Take for instance the Durins.

They had been coming in every few weeks for the past year or so he had been working there, and he'd heard they had been regulars long before that. It took him a while to decide whether their association was familial or professional, and finally settled on both. There were a rough dozen of them at any one time, from portly white-bearded gentlemen to two lanky teenagers who could be nothing but brothers, and enough resemblance shared among the rest as well to have Bilbo imagine a family business of some sort.

And then there were the two he didn't have to guess or suspect about.

'Thorin Durin' was the name that stood on their reservations, and the man himself... Bilbo Baggins might be long past his twenties, but he was not made of stone. Tall, dark and ridiculously handsome was only a start; the addition of piercing blue eyes and a deep velvety baritone had on more than one occasion made Bilbo feel grateful for the cover offered by his tall desk. Because while it was convenient in his current financial situation, being unattached had certain drawbacks.

Not the least being the fact that the embarrassingly attractive Thorin Durin was part of a matched set. His other half, Dwalin, last name never in evidence, was even taller and broader than Mr. Durin, precisely in the way that was guaranteed to make Bilbo's knees go a bit wobbly. Heavily tattooed, bearded, with a long tail of dark hair hanging down between his shoulderblades, he wore a near-perpetual scowl – except when he looked at Thorin.

There were times when Bilbo felt he shouldn't be watching. Those two shared both the affectionate sniping and the easy intimacy of a long-married couple, which made Bilbo feel vaguely guilty about his daydreaming, but he reasoned with himself that he lusted after them both in equal measure, and what stayed in the privacy of his own head would hurt none. Besides, his nights were often cold and lonely, and surely there was no harm in imagining himself a warm body or two for a bedmate, when the best he had in truth was an electric blanket.
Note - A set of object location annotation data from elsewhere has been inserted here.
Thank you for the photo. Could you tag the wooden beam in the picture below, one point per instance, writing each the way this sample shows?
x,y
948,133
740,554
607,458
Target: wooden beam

So it went on as the months passed. The Durin crowd would come in, spend a loud, boisterous evening with a good deal of snacks and drink while Bilbo stole covert glances at Thorin and Dwalin with all the self-consciousness of a teenager before going home to his empty flat where books lay open and untouched wherever he had abandoned them and where he vacuumed his armchairs more often than sat down in them.

This state of matters could have continued indefinitely.

Yet it came to an end late one evening with Thorin Durin himself standing at the front desk, looking somewhat discomfited and asking when Bilbo would be off work.

‘Excuse me?’ Bilbo shot back, a good all-purpose retort if there ever was one. Because what he thought he had heard just couldn’t be right. He glanced across the lobby where Dwalin-no-known-last-name was standing with his beefy arms crossed in front of him, looking oddly expectant. Surely he could not have been that wrong about those two. ‘I’m sorry but–’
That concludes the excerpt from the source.